-
Notifications
You must be signed in to change notification settings - Fork 14
Description
Hello, thank you for sharing the project.
I’m currently trying to reproduce your project using the MIMIC-IV Demo data.
I followed the instructions and successfully completed the data preprocessing step, resulting in a patient sequence in .parquet format.
Now I’m attempting to train the pretrain model by running the pretrain.py script, but I'm encountering issues during execution. KeyError: 'type_tokens'
It seems the model requires input columns: ["concept_ids"], ["type_ids"], ["time_stamps"], ["ages"], ["visit_orders"], and ["visit_segments"].

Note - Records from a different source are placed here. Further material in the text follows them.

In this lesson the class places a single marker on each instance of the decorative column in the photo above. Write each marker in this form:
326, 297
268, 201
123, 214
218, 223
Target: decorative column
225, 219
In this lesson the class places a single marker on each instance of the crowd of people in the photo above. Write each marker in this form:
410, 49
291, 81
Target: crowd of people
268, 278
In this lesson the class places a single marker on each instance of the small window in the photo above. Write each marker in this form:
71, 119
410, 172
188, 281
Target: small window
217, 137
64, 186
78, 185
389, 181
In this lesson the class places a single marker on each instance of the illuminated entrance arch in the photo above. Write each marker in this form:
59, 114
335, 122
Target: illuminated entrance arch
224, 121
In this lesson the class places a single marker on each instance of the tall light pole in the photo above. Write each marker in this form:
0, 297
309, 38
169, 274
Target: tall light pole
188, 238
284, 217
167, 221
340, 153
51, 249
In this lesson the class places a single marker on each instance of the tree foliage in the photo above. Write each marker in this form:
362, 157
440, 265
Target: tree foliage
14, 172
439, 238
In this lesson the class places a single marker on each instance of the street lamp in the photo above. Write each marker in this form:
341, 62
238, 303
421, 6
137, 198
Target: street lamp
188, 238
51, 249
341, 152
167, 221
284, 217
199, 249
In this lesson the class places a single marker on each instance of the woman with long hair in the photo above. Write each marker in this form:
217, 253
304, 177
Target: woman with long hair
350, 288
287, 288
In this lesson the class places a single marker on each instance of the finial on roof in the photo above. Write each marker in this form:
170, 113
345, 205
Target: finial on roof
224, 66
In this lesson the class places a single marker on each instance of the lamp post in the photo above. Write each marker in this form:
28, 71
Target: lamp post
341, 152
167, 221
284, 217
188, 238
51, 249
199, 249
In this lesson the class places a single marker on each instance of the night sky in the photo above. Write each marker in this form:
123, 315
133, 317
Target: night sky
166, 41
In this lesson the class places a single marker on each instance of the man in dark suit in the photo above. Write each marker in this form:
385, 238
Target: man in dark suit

From what I understand, these can be added by setting the additional_token_types argument when initializing PretrainDataset like so:
PretrainDataset(
data=pre_train,
tokenizer=tokenizer,
max_len=args.max_len,
mask_prob=args.mask_prob,
additional_token_types=['type_ids', 'ages', 'time_stamps', 'visit_orders', 'visit_segments'],
padding_side=args.padding_side,
)However, the patient sequence obtained from preprocessing does not contain the necessary columns like ['type_tokens', 'age_tokens', 'time_tokens', 'position_tokens', 'visit_tokens'], which causes issues when running pretrain.py.
I’d like to ask for more information so I can resolve this and proceed further:
-
What columns should the patient sequence contain after preprocessing?
From my current result, it only includes['subject_id', 'code']. -
Is there an additional processing step required for the patient sequence before running
pretrain.py?
If so, could you provide details or code for that step? -
Do you have more detailed instructions or examples to guide through the entire process from preprocessing, pretraining, and fine-tuning?